The second alternative
Some authors (23,24) have considered the eyes of hagfishes (Figure 9) (25) to be degenerate because of the absence of a lens, intra- and extraocular eye muscles, a clear transparent cornea, and other features not present in the common vertebrate eye. They pointed to ancestors with functional bicameral eyes, i.e., with all those elements that were later lost (26). It was Lamb and collaborators (4,27) who considered that they may represent a missing link in eye evolution, filling a void between the simple eyes of tunicates and the image-forming eyes of lampreys.
As mentioned above, one of the main problems in understanding the origin of the vertebrate eye is the lack of extant intermediary animals. One proof against the validity of the approach presented here would be to see whether it is useful in predicting the stages that vertebrates had to go through before reaching the present conformation. In the Consequences section, an attempt will be made to predict some of the missing links. Size is important because, in a small animal, an inverted retina is no less functional than a direct one. The morphological changes are feasible if they take place in very small animals. Among these, a size increase and preservation in the fossil record would be a matter of chance. That the hagfish is large compared to amphioxus suggests that its ancestors, all lacking a lens, were progressively enlarging. There could then be a fossil register of fishes with eyes formed only by a retina and cornea but without a lens. The retinal cup would progressively close its anterior segment, giving rise to a stenopeic eye and finally to a vesicular eye Sequence 1C→4C of Figure 5. A different line, 1B→4B of Figure 5, would produce an eye with a retina, lens, and cornea. This is the line with a bicameral eye in which lampreys and the rest of vertebrates would appear.

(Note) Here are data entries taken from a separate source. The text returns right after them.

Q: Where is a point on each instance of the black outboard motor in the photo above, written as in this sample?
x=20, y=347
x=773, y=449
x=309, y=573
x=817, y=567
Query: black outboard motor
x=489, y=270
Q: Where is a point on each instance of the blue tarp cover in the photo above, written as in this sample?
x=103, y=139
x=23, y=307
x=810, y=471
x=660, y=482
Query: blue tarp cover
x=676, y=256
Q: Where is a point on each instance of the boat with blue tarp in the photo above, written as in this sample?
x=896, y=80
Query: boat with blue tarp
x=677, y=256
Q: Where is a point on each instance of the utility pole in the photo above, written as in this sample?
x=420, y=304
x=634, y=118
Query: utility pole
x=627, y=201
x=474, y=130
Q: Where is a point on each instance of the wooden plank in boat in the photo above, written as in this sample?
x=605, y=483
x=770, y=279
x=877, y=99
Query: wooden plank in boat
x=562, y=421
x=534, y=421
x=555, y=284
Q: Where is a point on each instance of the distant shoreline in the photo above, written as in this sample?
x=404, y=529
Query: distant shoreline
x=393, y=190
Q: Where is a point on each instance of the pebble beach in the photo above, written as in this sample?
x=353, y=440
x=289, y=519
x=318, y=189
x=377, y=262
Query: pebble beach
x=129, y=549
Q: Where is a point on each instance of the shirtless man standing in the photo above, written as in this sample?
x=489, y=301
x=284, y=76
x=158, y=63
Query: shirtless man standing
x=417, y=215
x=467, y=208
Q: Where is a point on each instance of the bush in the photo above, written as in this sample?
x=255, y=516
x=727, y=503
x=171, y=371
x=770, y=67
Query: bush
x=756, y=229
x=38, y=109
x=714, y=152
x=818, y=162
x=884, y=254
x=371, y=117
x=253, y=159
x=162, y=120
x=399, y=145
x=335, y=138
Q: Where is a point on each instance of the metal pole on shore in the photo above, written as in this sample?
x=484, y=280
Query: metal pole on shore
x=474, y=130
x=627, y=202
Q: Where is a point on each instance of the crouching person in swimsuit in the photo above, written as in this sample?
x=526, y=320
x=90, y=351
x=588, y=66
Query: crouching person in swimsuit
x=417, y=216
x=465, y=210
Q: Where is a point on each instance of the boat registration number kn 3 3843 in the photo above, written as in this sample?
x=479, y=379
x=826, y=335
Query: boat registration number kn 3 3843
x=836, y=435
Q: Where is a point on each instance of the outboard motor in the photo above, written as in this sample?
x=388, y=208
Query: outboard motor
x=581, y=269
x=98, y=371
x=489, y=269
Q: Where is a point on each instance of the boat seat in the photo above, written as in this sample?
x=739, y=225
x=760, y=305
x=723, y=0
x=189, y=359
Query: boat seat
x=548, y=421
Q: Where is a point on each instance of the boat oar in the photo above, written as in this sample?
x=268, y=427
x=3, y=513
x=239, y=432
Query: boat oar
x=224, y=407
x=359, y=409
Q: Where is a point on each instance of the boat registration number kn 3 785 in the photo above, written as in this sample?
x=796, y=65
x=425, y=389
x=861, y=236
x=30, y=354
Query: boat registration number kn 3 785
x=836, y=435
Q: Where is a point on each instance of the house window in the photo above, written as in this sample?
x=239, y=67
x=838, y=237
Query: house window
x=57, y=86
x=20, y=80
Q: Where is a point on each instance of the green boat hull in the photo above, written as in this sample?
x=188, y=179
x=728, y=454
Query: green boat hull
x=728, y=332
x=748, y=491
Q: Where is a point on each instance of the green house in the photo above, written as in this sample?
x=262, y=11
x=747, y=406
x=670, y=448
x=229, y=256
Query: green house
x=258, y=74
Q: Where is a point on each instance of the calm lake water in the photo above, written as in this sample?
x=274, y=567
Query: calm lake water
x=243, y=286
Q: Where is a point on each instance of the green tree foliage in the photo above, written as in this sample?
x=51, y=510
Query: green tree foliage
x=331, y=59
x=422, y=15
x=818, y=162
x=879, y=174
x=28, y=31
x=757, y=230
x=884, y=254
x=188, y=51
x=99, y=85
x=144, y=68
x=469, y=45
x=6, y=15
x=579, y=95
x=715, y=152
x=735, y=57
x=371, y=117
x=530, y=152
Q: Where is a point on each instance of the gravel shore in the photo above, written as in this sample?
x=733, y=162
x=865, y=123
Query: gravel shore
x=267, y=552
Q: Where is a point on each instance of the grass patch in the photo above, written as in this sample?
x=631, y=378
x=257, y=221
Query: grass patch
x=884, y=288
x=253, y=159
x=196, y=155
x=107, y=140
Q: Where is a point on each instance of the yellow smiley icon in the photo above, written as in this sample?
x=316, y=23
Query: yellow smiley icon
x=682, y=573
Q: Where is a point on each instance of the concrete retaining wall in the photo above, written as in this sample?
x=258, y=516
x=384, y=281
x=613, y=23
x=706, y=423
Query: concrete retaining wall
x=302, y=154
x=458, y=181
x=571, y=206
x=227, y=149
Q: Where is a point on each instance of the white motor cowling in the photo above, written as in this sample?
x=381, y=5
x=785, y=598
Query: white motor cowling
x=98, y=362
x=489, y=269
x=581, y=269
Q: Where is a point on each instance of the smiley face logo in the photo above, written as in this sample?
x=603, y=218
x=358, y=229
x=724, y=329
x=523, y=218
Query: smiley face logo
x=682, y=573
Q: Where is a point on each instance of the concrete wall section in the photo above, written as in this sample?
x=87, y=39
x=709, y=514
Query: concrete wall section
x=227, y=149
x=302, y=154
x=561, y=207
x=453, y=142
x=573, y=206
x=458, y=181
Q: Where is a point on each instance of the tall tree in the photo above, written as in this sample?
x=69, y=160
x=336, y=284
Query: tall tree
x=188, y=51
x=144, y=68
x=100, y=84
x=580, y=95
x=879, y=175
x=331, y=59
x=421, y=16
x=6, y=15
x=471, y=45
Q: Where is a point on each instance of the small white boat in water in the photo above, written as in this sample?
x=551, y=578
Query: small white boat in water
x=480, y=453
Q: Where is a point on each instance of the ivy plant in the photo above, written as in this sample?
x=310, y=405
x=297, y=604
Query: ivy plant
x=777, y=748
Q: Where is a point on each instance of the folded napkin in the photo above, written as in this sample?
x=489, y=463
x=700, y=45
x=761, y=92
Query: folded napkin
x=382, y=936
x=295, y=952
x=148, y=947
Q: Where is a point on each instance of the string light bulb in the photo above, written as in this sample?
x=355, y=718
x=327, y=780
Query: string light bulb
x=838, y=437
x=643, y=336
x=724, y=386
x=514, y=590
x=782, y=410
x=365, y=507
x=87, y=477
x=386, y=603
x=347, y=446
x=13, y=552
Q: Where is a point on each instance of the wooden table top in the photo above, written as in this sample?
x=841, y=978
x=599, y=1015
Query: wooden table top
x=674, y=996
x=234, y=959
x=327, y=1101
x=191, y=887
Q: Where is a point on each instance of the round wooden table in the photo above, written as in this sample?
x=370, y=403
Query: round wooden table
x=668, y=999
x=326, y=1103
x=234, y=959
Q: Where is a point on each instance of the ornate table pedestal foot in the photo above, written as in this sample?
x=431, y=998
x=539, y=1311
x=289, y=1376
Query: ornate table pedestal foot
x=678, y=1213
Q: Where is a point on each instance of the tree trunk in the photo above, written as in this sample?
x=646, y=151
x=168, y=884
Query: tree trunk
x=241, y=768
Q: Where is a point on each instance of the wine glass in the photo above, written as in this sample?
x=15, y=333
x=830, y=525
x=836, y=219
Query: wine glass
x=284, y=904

The growing size of the eye is one process while the deepening of the optic cup is a different process. As depicted in Figure 10, the deepening of the first cup has to be neutralized by an inverse cup of the same depth. According to the model, the same process that results in the first cup is triggered again to form the second, inverse, cup. These processes, in theory, will end in the complete closing of the retinal cup, giving rise to a separate (or detached) retinal vesicle, as happens in invertebrates with the vesicular eye of the snail (helix helix). The predictions would also cast some light on the possibility of some eyes being a degeneration of previous functional eyes, as claimed in the case of the hagfish, as discussed in the next section. The parallel sequences of eye evolution among invertebrates and vertebrates are summarized in Figure 4.